Bedenimi saran siyah bir tulumu üzerime geçirirken saçlarıma ellerimle biraz volüm kattım, ardından siyah ince topuklularımı ve deve tüyü rengindeki kabanımı giyerek evden çıktım. Esintili havanın saçlarımı karıştırması hoşuma gitmişti, kendimi yenilenmiş hissediyordum ama bir an Thomas'ın aklıma gelmesiyle yutkunamaz hâle geldim.

Gitmişti. Üstelik Bay Malik ile bir ilişkim olduğunu düşünerek gitmişti. Bunun pişmanlığını ve üzüntüsünü hissediyor mu diye düşünmeden edemedim. Kendime gelecek olursak... bunun olmasına ne denli üzülmüştüm? Sarsıcı bir şok geçirmiştim ama bende bıraktığı hasar büyük değildi. Kopması gereken bir uzvumun sonunda benden ayrıldığını düşünüyordum; olması gereken olmuş gibi.

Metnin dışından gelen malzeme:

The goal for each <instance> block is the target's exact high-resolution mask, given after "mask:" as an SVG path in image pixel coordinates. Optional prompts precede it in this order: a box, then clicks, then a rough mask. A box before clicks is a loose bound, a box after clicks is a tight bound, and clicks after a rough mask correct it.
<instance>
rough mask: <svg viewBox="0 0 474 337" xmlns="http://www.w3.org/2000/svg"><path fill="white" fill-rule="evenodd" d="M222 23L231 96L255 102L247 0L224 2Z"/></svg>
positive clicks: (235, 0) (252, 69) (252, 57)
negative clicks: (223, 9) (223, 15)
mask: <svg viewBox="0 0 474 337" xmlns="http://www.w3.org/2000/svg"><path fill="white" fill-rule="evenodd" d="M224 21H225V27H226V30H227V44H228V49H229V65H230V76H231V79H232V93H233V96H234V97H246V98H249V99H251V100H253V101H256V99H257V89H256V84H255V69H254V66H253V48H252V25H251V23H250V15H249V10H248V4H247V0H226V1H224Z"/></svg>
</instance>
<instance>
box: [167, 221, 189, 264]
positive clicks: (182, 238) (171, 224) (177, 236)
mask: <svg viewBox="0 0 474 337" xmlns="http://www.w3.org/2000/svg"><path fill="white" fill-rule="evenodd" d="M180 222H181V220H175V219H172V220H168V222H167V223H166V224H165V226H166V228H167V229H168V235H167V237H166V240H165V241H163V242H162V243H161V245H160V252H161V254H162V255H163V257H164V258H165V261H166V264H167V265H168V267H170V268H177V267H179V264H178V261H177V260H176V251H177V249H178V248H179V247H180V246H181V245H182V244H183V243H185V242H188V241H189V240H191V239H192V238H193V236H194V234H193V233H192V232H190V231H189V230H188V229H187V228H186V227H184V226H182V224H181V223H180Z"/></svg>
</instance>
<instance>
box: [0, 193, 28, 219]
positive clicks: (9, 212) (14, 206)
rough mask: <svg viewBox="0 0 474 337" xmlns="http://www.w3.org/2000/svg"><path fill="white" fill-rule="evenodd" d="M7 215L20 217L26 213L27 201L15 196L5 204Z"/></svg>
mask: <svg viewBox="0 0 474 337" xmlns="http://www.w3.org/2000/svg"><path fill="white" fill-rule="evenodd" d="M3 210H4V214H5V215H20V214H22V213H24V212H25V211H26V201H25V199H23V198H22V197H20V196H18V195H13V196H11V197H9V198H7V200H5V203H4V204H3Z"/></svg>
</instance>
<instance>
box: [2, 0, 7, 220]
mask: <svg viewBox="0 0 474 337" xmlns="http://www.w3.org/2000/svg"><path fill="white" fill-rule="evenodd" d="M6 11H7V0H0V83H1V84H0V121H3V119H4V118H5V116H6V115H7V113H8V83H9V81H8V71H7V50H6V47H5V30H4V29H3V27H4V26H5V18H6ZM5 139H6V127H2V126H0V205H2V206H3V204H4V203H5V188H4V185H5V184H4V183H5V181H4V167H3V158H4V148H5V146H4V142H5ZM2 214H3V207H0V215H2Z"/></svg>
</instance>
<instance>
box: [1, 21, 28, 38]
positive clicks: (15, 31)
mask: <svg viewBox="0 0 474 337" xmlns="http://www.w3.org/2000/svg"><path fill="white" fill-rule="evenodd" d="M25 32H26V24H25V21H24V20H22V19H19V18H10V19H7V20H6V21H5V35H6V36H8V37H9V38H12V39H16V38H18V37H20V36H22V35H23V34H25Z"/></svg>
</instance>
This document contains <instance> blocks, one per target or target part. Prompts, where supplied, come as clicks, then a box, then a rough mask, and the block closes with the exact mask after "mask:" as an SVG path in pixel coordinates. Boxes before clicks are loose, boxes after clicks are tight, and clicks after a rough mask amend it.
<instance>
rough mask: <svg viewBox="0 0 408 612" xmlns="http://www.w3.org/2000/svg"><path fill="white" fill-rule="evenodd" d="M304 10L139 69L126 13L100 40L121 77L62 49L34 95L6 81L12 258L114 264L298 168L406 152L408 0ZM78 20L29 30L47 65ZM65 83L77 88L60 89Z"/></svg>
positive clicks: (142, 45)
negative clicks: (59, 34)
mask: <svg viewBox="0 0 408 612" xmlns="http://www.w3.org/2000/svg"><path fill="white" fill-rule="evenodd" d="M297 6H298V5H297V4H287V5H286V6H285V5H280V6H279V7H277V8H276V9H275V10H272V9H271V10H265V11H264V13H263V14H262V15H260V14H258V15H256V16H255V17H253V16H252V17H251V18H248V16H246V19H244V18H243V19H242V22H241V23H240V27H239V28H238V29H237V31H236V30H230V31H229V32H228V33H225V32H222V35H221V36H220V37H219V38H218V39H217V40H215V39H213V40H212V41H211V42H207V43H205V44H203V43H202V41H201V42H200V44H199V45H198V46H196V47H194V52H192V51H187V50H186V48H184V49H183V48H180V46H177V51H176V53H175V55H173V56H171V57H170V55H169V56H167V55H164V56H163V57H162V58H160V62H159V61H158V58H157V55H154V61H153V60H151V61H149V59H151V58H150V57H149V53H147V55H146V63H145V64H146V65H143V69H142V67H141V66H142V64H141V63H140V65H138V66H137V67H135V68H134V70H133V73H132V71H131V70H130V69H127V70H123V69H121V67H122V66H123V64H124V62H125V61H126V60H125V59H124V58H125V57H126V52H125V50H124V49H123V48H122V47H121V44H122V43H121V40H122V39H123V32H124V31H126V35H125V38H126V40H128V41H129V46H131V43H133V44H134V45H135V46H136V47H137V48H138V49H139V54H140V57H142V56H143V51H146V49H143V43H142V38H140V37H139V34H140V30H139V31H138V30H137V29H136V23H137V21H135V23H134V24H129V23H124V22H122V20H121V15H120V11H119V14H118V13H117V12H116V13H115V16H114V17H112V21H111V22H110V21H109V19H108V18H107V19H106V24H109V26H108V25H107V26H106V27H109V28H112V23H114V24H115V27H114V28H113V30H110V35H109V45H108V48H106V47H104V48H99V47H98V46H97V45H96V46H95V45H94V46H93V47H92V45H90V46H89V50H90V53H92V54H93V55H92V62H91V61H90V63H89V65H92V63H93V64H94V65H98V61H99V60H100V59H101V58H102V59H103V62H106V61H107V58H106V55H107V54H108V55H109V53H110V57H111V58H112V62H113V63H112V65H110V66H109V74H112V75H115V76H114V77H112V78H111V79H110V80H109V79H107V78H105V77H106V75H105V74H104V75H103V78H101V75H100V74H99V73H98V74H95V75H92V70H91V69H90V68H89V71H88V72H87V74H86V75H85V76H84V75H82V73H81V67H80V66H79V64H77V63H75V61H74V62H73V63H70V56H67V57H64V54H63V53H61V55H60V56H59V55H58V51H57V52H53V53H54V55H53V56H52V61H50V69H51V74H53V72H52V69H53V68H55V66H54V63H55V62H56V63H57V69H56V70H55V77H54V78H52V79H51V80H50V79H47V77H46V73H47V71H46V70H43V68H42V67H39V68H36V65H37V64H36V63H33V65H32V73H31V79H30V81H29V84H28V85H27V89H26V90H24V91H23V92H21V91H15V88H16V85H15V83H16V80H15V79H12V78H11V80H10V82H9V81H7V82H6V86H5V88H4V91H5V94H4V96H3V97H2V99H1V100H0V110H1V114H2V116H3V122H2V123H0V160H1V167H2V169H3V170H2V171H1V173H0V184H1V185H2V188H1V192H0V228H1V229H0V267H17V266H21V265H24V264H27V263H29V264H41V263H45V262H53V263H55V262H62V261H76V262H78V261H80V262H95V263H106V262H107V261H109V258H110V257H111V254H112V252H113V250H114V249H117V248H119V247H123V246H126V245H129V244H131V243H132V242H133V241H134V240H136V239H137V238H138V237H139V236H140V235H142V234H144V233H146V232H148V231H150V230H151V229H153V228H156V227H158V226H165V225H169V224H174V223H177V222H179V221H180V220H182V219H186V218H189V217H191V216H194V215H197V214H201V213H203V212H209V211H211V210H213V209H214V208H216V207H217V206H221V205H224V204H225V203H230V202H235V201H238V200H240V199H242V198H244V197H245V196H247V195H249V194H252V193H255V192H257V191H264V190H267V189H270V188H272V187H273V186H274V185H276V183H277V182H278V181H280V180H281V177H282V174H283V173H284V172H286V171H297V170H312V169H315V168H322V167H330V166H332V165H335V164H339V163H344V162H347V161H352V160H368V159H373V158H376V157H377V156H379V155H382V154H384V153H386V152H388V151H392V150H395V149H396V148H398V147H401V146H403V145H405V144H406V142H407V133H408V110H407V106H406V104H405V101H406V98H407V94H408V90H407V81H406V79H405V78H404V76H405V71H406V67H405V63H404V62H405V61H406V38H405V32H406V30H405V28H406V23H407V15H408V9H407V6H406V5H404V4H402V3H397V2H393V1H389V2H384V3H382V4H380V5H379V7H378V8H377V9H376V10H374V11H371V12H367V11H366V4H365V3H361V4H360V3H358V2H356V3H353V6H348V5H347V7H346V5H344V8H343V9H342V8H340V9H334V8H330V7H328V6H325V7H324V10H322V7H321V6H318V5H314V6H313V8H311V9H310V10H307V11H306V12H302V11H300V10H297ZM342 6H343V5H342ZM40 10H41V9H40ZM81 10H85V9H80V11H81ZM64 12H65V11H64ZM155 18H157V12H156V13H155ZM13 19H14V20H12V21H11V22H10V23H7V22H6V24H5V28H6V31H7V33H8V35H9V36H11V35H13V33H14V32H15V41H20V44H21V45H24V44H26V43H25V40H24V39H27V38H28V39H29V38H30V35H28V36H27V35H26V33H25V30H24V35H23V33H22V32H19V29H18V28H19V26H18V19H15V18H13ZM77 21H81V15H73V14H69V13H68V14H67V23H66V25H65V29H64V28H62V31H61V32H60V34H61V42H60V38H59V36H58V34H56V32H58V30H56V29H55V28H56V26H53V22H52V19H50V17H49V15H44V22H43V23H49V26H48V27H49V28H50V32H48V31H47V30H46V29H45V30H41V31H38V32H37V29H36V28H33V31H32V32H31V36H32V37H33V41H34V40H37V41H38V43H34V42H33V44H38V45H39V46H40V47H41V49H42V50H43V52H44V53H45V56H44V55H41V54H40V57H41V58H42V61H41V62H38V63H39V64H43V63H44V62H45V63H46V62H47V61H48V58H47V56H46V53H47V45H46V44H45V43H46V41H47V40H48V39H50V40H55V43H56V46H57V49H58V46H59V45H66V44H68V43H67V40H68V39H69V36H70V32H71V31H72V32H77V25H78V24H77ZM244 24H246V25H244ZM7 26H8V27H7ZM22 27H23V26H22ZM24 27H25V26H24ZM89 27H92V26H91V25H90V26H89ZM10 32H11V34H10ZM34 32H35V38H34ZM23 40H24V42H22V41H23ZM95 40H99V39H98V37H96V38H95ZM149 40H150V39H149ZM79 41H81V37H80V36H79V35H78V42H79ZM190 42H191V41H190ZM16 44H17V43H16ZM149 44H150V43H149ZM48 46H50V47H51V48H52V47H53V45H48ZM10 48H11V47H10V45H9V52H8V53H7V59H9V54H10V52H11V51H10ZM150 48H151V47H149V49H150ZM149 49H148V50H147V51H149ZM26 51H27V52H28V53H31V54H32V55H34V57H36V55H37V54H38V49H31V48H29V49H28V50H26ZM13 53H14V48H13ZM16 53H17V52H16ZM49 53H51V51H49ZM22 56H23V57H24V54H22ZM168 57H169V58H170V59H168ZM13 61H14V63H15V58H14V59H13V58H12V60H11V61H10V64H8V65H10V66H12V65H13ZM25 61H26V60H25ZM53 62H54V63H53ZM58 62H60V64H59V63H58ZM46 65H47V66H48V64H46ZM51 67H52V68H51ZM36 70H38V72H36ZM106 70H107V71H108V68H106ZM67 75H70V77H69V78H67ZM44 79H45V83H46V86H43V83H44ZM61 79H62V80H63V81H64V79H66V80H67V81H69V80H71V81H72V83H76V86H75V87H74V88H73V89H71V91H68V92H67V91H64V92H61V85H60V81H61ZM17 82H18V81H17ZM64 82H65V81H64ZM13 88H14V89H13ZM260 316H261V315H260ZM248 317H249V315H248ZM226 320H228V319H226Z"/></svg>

"Ben halledeyim." Bilgisayarımın içinde olduğu çanta elimden hiç beklemediğim bir anda alındığında, irkilerek başımı sağ tarafa çevirdim, daha önce görmediğim bir kızla karşı karşıyaydım. "Ben Dora," dedi gülümseyerek. "Sizi ürküttüm mü?"

Beni artık ürkütmeyen hiçbir şey yok. "Biraz," diye cevapladım onun minyon yüzünü süzerken. Tam kim olduğunu soracaktım ki yürümeye başlamasıyla ben de onu takip etmek zorunda kaldım. Neler olduğu konusunda bir fikrim yoktu.

"Affedersiniz. Biraz tezcanlı biriyim." Hastanenin giriş kapısından içeri girerken hızlı adımlarına ayak uydurmaya devam ettim. "Bu arada kahvenizi nasıl içiyorsunuz? Ve çayı? Süt eklememi ister misiniz yoksa şekerli ile de idare..."

"Bir dakika bekler misin?" Kaşlarımı çatıp yerimde durduğumda, Dora adlı kızın bana dönüşünü izledim. Hastalar hemşireleriyle beraber sabah kahvaltılarını yapmak üzere etrafımızdan birer birer geçerken burada neler döndüğünü anlamaya çalışıyordum. "Affedersin ama henüz kim olduğunu anlamış değilim."